By starting now, you are setting yourself up to be ready race morning. The last advice we have is to arrive at least 90 minutes before the start. Walk or jog around as a light warmup. Then follow the Camp Gladiator trainers as they lead a pre-race warm-up at 6:45 a.m. at the start line.

Universal Advice from an Elite

Rizzo’s universal advice can be used by every runner

Patrick Rizzo is one of the most decorated and versatile distance runners in the United States. In December 2017, he ran 2:17:27 at the U.S. Marathon Championship in Sacramento, California. This made him a four-time Olympic Trials qualifier in the marathon; a remarkable and almost unprecedented achievement which solidifies his running legacy. To honor this accomplishment, Colorado Running Magazine named Rizzo its runner of the month. Rizzo is competing in the Austin Marathon’s Elite Athlete Program on race day. He’s sharing some tips that have led to his success. His universal advice can be applied to all runners!

An Athlete’s Perspective – Issue 15

by: Patrick Rizzo

Race day for the Austin Marathon (Feb. 17th) is rapidly approaching. We’re in the final month of training now. This is where the fatigue sometimes gets the best of us. The mileage starts to think it’s winning. Nerves start to sneak into our thoughts. Taper madness is trying to set in. All of those things are normal though. It means you’ve been working toward a goal and you care enough to push yourself in order to achieve it.

Congratulations on getting this far! This is the metaphorical peak of the hill and now it’s time to come downhill. With that said, mistakes can still be made. Having covered the marathon distance 20 times myself, I’d like to share some universal advice. This universal advice is applicable to runners of all speeds and experience levels. Implement this universal advice to run your best and have a positive experience at the 2019 Austin Marathon.

One

Decide what you’re eating the night before the race and practice eating that same food before quality days. When a friend asks what you thought of the course, it’s better not to answer in terms of how frequent the port-o-potties were spaced on the course. Especially if it’s within your control to practice.

Two

Sticking with the specifics, have you tried nuun hydration? nuun performance will be the on-course hydration. Same with Gatorade gels and blocks.
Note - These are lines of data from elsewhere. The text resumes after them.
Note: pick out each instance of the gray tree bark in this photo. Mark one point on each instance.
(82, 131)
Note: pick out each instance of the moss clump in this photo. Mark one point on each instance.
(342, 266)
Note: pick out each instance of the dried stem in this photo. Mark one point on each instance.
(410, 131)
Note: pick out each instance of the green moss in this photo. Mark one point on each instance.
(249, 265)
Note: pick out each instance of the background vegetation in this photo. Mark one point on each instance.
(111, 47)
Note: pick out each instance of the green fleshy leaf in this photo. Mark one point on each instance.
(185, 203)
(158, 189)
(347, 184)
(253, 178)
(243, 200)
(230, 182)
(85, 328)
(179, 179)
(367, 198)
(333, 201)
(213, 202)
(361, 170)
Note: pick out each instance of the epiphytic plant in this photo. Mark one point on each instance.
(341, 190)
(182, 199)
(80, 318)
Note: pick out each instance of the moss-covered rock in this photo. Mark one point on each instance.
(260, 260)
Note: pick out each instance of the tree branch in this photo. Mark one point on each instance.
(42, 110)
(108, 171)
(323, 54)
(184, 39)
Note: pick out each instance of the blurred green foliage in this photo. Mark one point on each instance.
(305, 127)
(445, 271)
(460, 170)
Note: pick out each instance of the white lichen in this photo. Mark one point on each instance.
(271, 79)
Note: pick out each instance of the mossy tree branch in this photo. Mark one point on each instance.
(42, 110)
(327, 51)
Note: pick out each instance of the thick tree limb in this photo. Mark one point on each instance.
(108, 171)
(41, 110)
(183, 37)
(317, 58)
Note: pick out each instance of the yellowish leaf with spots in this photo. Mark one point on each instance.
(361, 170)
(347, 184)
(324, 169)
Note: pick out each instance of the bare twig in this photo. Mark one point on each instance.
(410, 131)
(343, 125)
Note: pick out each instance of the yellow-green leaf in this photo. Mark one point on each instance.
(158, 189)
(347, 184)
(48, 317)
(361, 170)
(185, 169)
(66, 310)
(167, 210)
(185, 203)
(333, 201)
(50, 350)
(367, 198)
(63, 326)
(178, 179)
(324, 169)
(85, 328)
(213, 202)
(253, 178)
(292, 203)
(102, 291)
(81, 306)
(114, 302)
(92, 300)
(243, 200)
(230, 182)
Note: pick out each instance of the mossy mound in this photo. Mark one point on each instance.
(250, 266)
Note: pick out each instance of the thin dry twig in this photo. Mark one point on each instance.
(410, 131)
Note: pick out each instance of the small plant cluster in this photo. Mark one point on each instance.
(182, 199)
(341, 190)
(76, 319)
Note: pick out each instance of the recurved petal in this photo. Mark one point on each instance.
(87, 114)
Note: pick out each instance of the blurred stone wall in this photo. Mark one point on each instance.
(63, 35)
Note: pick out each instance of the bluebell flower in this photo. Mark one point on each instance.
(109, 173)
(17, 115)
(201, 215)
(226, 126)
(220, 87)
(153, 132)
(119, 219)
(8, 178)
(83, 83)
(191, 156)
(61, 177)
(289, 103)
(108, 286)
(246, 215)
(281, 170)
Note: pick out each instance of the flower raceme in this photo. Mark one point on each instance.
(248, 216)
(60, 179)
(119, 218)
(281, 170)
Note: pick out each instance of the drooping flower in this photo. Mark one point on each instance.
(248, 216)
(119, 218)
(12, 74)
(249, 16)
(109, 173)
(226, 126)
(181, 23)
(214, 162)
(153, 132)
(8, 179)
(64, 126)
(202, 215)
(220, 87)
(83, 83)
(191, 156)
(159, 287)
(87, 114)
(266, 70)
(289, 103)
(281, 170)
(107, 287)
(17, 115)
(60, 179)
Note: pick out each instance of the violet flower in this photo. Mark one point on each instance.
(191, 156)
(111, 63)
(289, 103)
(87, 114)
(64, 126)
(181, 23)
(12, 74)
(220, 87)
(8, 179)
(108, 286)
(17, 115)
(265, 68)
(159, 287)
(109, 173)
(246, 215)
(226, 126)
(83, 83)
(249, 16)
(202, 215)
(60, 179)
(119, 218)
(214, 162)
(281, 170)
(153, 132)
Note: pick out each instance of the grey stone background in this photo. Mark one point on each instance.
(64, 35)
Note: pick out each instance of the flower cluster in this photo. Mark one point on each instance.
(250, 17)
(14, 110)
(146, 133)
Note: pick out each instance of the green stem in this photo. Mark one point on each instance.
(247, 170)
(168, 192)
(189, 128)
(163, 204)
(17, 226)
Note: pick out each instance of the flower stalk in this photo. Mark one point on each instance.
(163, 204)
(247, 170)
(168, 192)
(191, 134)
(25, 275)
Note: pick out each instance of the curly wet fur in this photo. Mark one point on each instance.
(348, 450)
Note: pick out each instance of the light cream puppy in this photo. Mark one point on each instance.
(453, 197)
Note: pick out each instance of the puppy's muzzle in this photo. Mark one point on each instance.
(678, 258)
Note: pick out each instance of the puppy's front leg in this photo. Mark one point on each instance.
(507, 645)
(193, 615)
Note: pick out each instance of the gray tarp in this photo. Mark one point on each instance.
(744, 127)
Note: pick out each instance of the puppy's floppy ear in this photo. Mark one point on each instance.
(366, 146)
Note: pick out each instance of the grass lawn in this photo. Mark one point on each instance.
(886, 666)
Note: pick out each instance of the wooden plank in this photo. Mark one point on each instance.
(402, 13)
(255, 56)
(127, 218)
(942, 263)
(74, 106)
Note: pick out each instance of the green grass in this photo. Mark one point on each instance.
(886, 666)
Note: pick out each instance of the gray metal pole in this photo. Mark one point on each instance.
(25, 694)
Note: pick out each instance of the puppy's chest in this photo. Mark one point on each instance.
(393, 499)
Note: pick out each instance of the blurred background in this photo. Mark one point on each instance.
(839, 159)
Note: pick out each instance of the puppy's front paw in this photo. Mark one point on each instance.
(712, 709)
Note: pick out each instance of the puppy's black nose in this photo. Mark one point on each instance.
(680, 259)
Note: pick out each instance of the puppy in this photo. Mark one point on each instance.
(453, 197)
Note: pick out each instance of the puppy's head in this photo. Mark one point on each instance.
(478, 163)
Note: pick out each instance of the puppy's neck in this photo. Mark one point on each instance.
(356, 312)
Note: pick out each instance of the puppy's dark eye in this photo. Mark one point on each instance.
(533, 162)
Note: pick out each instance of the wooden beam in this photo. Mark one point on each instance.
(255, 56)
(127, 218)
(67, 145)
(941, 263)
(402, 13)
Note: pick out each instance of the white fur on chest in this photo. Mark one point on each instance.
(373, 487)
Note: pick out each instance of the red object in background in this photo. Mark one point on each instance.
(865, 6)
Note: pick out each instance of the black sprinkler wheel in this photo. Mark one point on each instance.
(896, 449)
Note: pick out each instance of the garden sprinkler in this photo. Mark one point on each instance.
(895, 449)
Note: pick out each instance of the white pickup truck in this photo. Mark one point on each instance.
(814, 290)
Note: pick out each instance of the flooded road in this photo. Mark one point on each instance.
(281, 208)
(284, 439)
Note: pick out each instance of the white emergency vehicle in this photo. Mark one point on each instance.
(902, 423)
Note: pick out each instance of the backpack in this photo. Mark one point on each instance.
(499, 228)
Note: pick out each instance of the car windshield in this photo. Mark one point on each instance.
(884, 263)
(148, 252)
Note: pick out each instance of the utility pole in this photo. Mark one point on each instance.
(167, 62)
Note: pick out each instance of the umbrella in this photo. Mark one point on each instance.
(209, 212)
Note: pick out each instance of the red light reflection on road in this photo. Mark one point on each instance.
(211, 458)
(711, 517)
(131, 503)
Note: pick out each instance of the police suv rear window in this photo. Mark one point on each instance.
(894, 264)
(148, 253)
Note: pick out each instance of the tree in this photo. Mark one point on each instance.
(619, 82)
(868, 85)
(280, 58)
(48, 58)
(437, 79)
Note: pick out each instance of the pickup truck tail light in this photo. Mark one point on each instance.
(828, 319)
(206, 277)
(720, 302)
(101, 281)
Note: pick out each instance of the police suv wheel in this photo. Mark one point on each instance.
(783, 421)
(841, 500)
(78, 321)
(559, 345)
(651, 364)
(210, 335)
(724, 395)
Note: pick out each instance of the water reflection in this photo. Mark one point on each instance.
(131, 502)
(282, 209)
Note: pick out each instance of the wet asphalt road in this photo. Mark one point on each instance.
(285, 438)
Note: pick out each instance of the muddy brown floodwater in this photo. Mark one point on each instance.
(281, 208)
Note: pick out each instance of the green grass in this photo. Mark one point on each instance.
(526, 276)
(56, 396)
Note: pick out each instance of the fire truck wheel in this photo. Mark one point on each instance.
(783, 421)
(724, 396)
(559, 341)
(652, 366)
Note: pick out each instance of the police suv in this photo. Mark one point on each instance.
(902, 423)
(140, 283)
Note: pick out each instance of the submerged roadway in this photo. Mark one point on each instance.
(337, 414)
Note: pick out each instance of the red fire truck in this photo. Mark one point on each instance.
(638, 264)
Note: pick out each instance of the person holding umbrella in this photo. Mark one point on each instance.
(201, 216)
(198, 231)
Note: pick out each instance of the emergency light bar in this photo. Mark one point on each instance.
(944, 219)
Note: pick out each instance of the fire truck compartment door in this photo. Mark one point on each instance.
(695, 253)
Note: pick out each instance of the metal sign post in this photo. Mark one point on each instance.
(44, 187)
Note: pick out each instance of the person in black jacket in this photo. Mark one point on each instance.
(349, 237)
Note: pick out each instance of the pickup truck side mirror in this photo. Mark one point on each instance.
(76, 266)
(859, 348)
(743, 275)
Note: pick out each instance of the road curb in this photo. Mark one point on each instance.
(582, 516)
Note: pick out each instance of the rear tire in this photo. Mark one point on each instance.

There will be two stations on the marathon course handing out nutrition. If it doesn’t suit your preference, plan ahead! Experiment with what DOES work and how you can carry that on race day. Gels pinned to the inside of shorts is a great way to carry your calories.

Three

What kind of shape are your shoes in? Will they make it to race day or are you 50/50? Now is the time to plan ahead. Nothing is worse than befriending the medical staff because your forefoot grafted to the insoles of your new shoes (yes, that happened to me at the London Marathon in 2013).

Four

Know your pace and stick to it. You shouldn’t be training more than five seconds faster than race pace and that’s even limited. If your regular runs are faster than goal marathon/half pace, either your goal is too slow or your training is too fast. Also, on race day, it’s easy for emotions to start out high (and take your pacing plan right with it). Prepare ahead of time to start at a pace that you plan to still find achievable in the last 5K.

Five

HAVE FUN! Really. If training has become “work” then you’re doing it wrong! I train 100 miles a week, with a wife, a kid, and a full-time job. It’s still something I “get to do” and not “have to do.” Dads and moms, you can’t be afraid to get that running stroller out for the easy days and chat with the little one while you’re out there. My son and I have solved the world’s problems while we run together. It also gives me time to bond with him and gives my wife a break to do her workout. Fun comes from having balance and perspective.

An Athlete’s Perspective is a blog series of event and/or training experiences written firsthand by the athletes themselves. An Athlete’s Perspective is a completely unscripted and raw look into the mind and daily life of an athlete as they prepare for their next race. Readers will discover training regimens, eating tips, gear recommendations, and an uncut perspective into the lives of people like you and me.